Ore 10.53 Ho finito le imprecazioni. Parcheggio all’esselunga. Mi toccherà fare la spesa

Ore 11 Corro verso il luogo dell’intervista

Ore 11.05 sono arrivato tutto sudato al numero 37, ci sono 5 edifici e i cartelli li ha messi un designer

Ore 11.09 Finalmente capisco come sono segnalati gli uffici, mi giro per entrare e il portinaio mi guarda esterefatto. Mi insulto, sorridendo

Ore 11.11 mi accolgono, entro in un posto pieno di gente che lavora, creativa, sorridente, riunioni in piedi, seduti, gente che inventa

Ore 11.12 mi sento fuoriluogo, penso che non saprò fare le domande giuste, lui penserà che sono un ebete, vorrei fumare ma non fumo

Ore 11.19 Entra Alberto nella sala riunioni, saluta gentilmente, iniziamo subito

Ore 11.21 Ho preparato tutto: videocamera, microfoni, registratori

Ore 11.22 Ho dimenticato in negozio il foglio con le domande. Impreco silenziosamente, sorridendo

Ore 11.23 Inizio a parlare, mi sciolgo. Alberto parla con grande naturalezza e mi sento a mio agio. Le domande mi vengono in mente senza nemmeno pensare

Ore 11.27 Ho un flash: Sto registrando? Mi alzo per vedere se ho schiacciato REC. Fatto. La macchina sta riprendendo, respiro.

Ore 11.43 Intervista finita. Smonto tutto.

Ore 11.44 Alberto mi accompagna all’uscita e mi sembra che siano stati i 20 minuti più belli della mia vita

Ore 11.45 Ho un flash. Il registratore del microfono non lampeggiava.

Ore 1150 Faccio la spesa all’esselunga. O a Milano la gente fa la spesa molto più lentamente o io ho solo fretta di andare a controllare l’audio

Ore 12.10 Entro in macchina controllo il file audio. Niente. Mi sono dimenticato di registrare. Impreco molto rumorosamente.

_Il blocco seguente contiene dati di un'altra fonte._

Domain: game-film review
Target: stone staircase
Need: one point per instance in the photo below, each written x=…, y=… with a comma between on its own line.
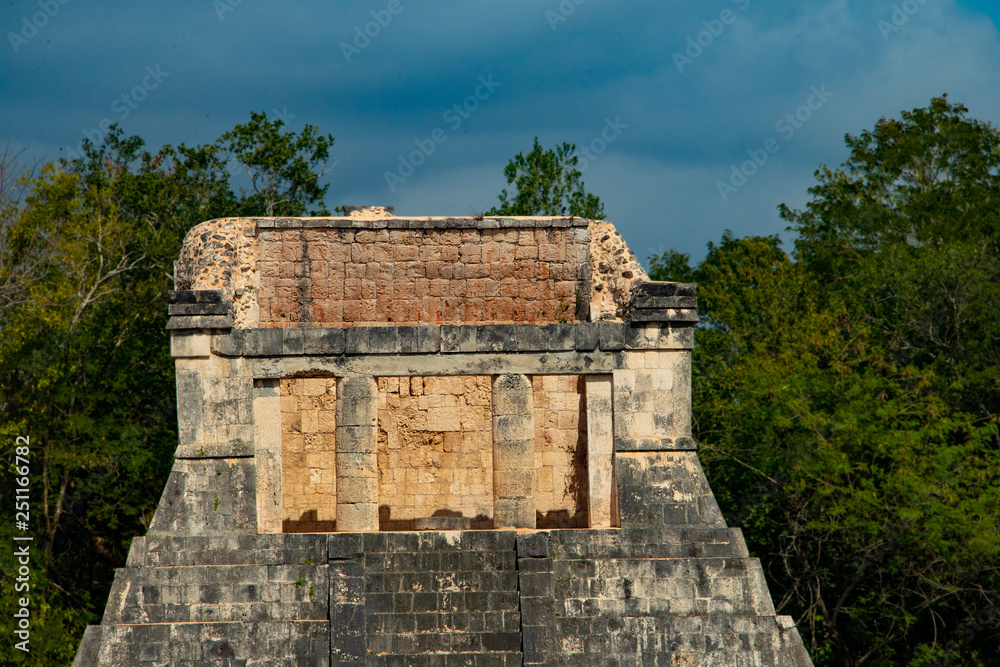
x=667, y=595
x=216, y=600
x=425, y=599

Ore 12.11 In macchina, in mezzo al traffico, ascolto l’audio della videocamera. Mi sembra buono.

Ore 12.59 Arrivo in negozio, controllo la registrazione. L’audio della videocamera è perfetto. L’intervista anche. Anzi è stupenda.

Mi merito un bicchiere di vino, al bancone del Circolo quarto stato, come al solito.

Primo passo fatto. Magari mi ricorderò di schiacciare qualche bottone in più, ma sicuramente le emozioni di questo inizio rimarranno indelebili nella memoria.